Egyptian security forces killed 22 terrorists who were planning to target security forces in the restive North Sinai province, security sources said, according to Reuters.
The sources said security forces struck a group of people meeting outside a mosque south of the town of Sheikh Zuwayed who were planning an attack on security points.
They also targeted a vehicle with four militants and two more riding a motorcycle, the report said.
Earlier Monday at least eight policemen and civilians were wounded when explosions hit two houses in El-Arish, the provincial capital of North Sinai, security and medical sources said.
Terrorists had planted two bombs in two adjacent houses, both inhabited by police, the sources were quoted by Reuters as having said.
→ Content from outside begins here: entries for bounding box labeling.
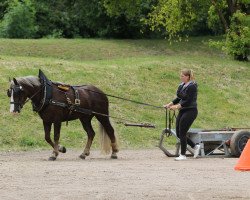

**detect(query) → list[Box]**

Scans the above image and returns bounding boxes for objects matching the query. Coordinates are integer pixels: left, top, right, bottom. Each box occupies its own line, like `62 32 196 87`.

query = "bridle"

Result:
7 85 24 112
7 85 42 112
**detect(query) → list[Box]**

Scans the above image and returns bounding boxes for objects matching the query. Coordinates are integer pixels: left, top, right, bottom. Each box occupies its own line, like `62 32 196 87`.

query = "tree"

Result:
146 0 250 60
0 0 36 38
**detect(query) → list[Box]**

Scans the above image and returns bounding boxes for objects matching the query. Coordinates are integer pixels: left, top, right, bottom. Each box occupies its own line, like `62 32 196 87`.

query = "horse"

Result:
7 70 118 160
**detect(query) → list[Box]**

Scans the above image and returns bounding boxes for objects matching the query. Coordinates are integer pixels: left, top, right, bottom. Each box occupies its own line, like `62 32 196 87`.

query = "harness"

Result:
32 70 93 124
32 70 53 112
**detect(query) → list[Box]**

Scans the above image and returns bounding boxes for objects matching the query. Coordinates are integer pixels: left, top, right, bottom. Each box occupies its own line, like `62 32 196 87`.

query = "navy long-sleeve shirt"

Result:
172 81 198 109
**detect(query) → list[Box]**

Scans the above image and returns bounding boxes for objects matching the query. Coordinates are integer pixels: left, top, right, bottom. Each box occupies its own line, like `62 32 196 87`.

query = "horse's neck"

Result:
27 85 42 103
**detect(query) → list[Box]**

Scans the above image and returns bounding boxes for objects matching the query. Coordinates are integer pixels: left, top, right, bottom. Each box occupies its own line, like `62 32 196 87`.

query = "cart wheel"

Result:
230 131 250 157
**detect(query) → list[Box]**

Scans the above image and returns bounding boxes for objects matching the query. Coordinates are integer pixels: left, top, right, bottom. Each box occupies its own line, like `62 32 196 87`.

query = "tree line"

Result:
0 0 250 60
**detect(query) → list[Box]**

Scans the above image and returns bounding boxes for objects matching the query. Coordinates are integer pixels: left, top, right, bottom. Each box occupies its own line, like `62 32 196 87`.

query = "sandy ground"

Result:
0 149 250 200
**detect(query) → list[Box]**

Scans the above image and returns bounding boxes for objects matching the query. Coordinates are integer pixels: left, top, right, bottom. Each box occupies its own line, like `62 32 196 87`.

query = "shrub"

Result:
0 0 37 38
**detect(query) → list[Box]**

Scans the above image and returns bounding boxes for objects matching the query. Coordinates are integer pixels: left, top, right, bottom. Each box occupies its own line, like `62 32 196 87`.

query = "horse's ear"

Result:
13 78 18 85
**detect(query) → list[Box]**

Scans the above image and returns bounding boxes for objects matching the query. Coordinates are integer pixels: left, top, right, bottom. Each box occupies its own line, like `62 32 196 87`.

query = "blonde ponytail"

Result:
181 69 195 81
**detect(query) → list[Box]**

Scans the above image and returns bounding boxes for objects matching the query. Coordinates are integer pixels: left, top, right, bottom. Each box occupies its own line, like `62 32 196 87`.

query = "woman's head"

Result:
180 69 194 83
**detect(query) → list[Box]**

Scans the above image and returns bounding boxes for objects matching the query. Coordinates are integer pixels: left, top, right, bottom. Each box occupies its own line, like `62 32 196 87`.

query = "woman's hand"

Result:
163 102 173 109
169 104 181 110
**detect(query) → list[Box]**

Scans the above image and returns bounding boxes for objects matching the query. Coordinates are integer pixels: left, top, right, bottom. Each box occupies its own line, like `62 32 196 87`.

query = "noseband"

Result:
7 85 23 109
The force of the explosions led to the collapse of large parts of the homes, injuring three policemen and five civilians.
The extent of their injuries was not immediately clear.
Egypt is facing a Sinai-based insurgency that has killed hundreds of policemen and soldiers since the military toppled Islamist President Mohammed Morsi in July of 2013.
Sinai Province, a group affiliated with the Islamic State and formerly known as Ansar Bayt Al-Maqdis, has claimed responsibility for most of the terrorist attacks in the Sinai over the last few years.
Among the attacks claimed by the group since Morsi’s ouster was the assassination of a top Egyptian police general, who was gunned down as he left his home in a west Cairo neighborhood, and a bus bombing on a tour bus filled with South Korean tourists in the Sinai.
Most recently, members of the group killed two Egyptian judges and a prosecutor in the Sinai, in an attack which came hours after a court in Cairo sentenced Morsi to death for his role in a mass jailbreak during the 2011 uprising.
The leader of Sinai Province later called on the group’s followers to continue to attack local judges.